Self-employed or employee?
Citizens Advice has reported a growth in people asking advisers to determine whether they’re self-employed or not.
Though the current definition of self-employed is rather unclear, there are distinct differences between the two.
Self-employed people can choose their own working pattern, when to take time off and they can work for multiple clients.
Employees don’t have these freedoms, but have a right to parental leave and pay, minimum wage, sick and holiday pay. They’ll also be auto-enrolled on to a pension scheme and can take their employer to an employment tribunal if they feel they’re being treated unfairly.
Research by Citizens Advice revealed that legal tests on some of the ‘self-employed’ would define them as employees.

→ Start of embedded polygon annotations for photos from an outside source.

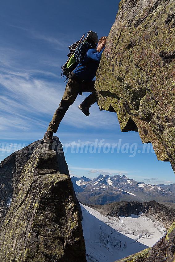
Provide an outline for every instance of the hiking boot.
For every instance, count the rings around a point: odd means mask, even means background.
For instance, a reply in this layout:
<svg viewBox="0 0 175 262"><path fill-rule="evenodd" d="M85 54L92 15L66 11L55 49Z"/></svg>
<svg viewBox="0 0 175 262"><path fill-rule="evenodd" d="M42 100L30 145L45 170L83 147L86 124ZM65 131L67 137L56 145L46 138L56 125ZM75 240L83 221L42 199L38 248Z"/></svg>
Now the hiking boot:
<svg viewBox="0 0 175 262"><path fill-rule="evenodd" d="M90 113L89 111L89 108L87 106L85 106L83 105L83 104L82 103L81 104L78 106L78 108L79 108L80 110L81 110L83 113L84 113L85 115L88 117L90 115Z"/></svg>
<svg viewBox="0 0 175 262"><path fill-rule="evenodd" d="M47 143L48 144L52 144L53 142L53 132L51 132L51 131L46 131L44 137L43 138L43 140L44 140L44 141L45 143Z"/></svg>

Having work hours set by an employer, using the business’ equipment and having tax deducted from their pay by their employer indicate that someone should be an employee rather than self-employed.
The charity founds that one in ten of the 'self-employed' people it spoke to could be wrongly classified. Based on this figure, the Government is missing out on a whopping £314 million a year in lost tax and employer National Insurance contributions. The loss of employer National Insurance contributions costs the Government over £300 per person per year.

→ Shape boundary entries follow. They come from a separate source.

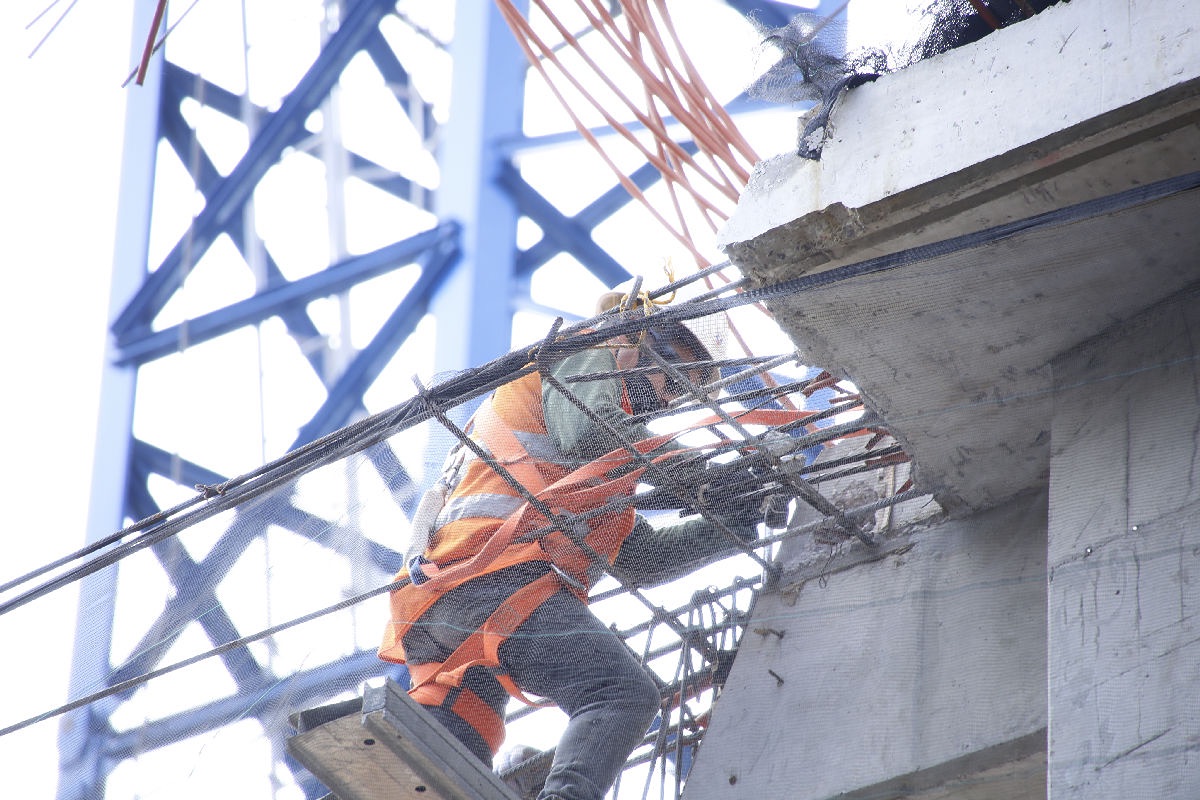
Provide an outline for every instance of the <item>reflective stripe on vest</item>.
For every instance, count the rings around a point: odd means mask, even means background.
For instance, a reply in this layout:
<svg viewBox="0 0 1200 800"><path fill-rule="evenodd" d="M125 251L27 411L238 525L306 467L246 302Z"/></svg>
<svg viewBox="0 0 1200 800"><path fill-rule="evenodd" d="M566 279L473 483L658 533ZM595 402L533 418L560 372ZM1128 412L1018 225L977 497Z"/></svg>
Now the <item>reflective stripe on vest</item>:
<svg viewBox="0 0 1200 800"><path fill-rule="evenodd" d="M524 505L524 499L511 494L468 494L451 498L438 515L434 529L445 528L460 519L505 519Z"/></svg>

Workers who are bogusly self-employed pay an extra £61 a year in National Insurance that they wouldn’t if they were classified as employed.
In addition, responsible employers could be undermined by employers who don’t pay their staff properly as they have more money to undercut competitors’ prices.
Real life cases
Citizens Advice revealed some examples of people who had been in contact about their bogus self-employment issues.
Meg worked as a Childminder’s Assistant but was concerned about her employment status. She worked regular hours every day, didn’t provide her own equipment and didn’t have the option to send someone else to work if she was unable to.
The childminder gave Meg a ‘contract of self-employment’ on her first day. Not knowing any better, she signed it.
In the first seven months of her employment, she had one sick day and one holiday; she was not paid for either.
Though Meg was clearly an employee, she would have to go to employment tribunal to confirm it.
Builder’s employee from the south east
The next case worked for a builder for 15 years and was told he was self-employed, even though he was treated as an employee. His employer paid tax for him, but not National Insurance.
Last year, he took three days off due to back pain and has not been offered any work since. Again, he would have to have gone to tribunal and pay in excess of £1,000 to confirm if he was self-employed or not and claim compensation.
Farah was a Carer’s Assistant for a single company who, like Meg, was given a self-employment contract from day one.
After two years of working there, she fell pregnant her first child and was told that unless she returned to work as soon as possible after the birth, she’d lose her position. She thought that her partner could take the paternity leave but under the terms of her self-employment, she didn’t have the right to shared parental leave.
Tackling the issue
Citizens Advice wants the Government to clarify what self- employment is as a priority, as the current lack of clarity makes it easier to exploit employees. Employment law and tax law take different approaches making it even harder to define.
It also recommends extending the rights which are reserved for employed people to self-employed people too, reviewing tax and National Insurance to ensure that self-employed people are treated fairly.
Taking matters to tribunal is not always an option for workers, so making the process cheaper and easier would be greatly beneficial too.